1996-06-29 - anonymous mailing lists

Header Data

From: JMKELSEY@delphi.com
To: cypherpunks@toad.com
Message Hash: 7cb305a7bfd0bcca0060cbfcf3000f38a7b4c2d88927063cbd9b35a13bdc9a96
Message ID: <01I6GF62YWG291VYF3@delphi.com>
Reply To: N/A
UTC Datetime: 1996-06-29 04:09:15 UTC
Raw Date: Sat, 29 Jun 1996 12:09:15 +0800

Raw message

From: JMKELSEY@delphi.com
Date: Sat, 29 Jun 1996 12:09:15 +0800
To: cypherpunks@toad.com
Subject: anonymous mailing lists
Message-ID: <01I6GF62YWG291VYF3@delphi.com>
MIME-Version: 1.0
Content-Type: text/plain


-----BEGIN PGP SIGNED MESSAGE-----

[ To: Cypherpunks ## 06/28/96 04:34 pm ##
  Subject: anonymous mailing lists ]

>Date: Fri, 14 Jun 1996 02:15:03 +0000 (GMT)
>From: Ecafe Mixmaster Remailer <mixmaster@remail.ecafe.org>
>Subject: Hackerpunks and C2

>The proposal for a Hackerpunks nym based mailing list is
>interesting, however, there are some concerns regarding the
>susceptibility of the list to traffic analysis.

I was thinking about attacks that can be carried out on remailers in
general, and came up with something that is potentially pretty
nasty, especially for anonymous mailing lists and people who post a
lot of stuff anonymously using ``nyms.''

Let's imagine an anonymous remailer network as a ``black box'' which
functions perfectly.  Messages (broken into equal-sized packets and
strongly encrypted) are sent into the network by the sender, and at
some later time, they come out at the receiver.  Let's assume there
is no possible way for an attacker to trace a message through this
network.  Now, we still have to deal with two more issues--mail goes
into the network, and comes out of the network.  At those two
points, there is trafic analysis available.  Specifically, we can
see how much data goes over the line.  (Naturally, if it's
encrypted, we can't tell how much of it is real data and how much is
padding.)

Generally, when we're attacking this system, we're trying to figure
out either the sender or the receiver of a message (or a sequence of
messages), based on what we can observe coming into and going out of
the network of remailers.  There are basically five scenarios:

1.   The sender wants to know who the receiver of his message is.
2.   The receiver wants to know who the sender of his message is.
3.   An outsider wants to identify the sender of a message.
4.   An outsider wants to identify the receiver of a message.
5.   One receiver of a message wants to know who the other receivers
     of the message are.  (This is the case for anonymous lists.)

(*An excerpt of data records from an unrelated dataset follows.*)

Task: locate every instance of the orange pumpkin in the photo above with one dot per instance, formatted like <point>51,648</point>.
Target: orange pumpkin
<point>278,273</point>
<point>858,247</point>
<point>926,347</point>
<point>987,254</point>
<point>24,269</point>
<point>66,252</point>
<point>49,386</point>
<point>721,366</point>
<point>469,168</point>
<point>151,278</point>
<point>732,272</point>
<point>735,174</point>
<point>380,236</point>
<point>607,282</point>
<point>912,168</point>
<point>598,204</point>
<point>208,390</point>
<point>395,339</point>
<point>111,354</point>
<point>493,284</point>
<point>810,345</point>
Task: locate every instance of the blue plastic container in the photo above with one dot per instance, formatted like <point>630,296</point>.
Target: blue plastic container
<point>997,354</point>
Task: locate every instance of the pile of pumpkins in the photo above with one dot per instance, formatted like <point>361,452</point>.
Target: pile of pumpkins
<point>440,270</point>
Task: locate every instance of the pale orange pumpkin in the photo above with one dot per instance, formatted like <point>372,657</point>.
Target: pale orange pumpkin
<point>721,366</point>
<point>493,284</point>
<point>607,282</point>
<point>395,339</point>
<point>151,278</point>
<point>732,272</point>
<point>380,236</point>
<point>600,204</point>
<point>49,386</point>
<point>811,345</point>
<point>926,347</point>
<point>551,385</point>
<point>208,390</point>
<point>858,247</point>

Now, there are a couple of different ways these attacks can be
carried out.  Usually, I've seen people talk about ``tracing''
attacks, in which a message is traced from one side of the network
to another, without any clear idea of who might be on the other
side.  However, I think a more realistic situation is to imagine the
attacker trying to test the hypothesis that some person is on the
other end of the anonymous transmission.  If relatively few people
regularly send or receiver anonymous e-mail, then this is practical
for many kinds of test.  It's even more practical when we're dealing
with relatively small populations of interested people in some
technical subject.  (This is conceptually similar to the
``dictionary attack'' on passphrases.)  Basically, what we're
looking at, in that case, is some test which (with some reasonably
high probability) determines whether some person is the sender or
receiver of a given message or stream of messages.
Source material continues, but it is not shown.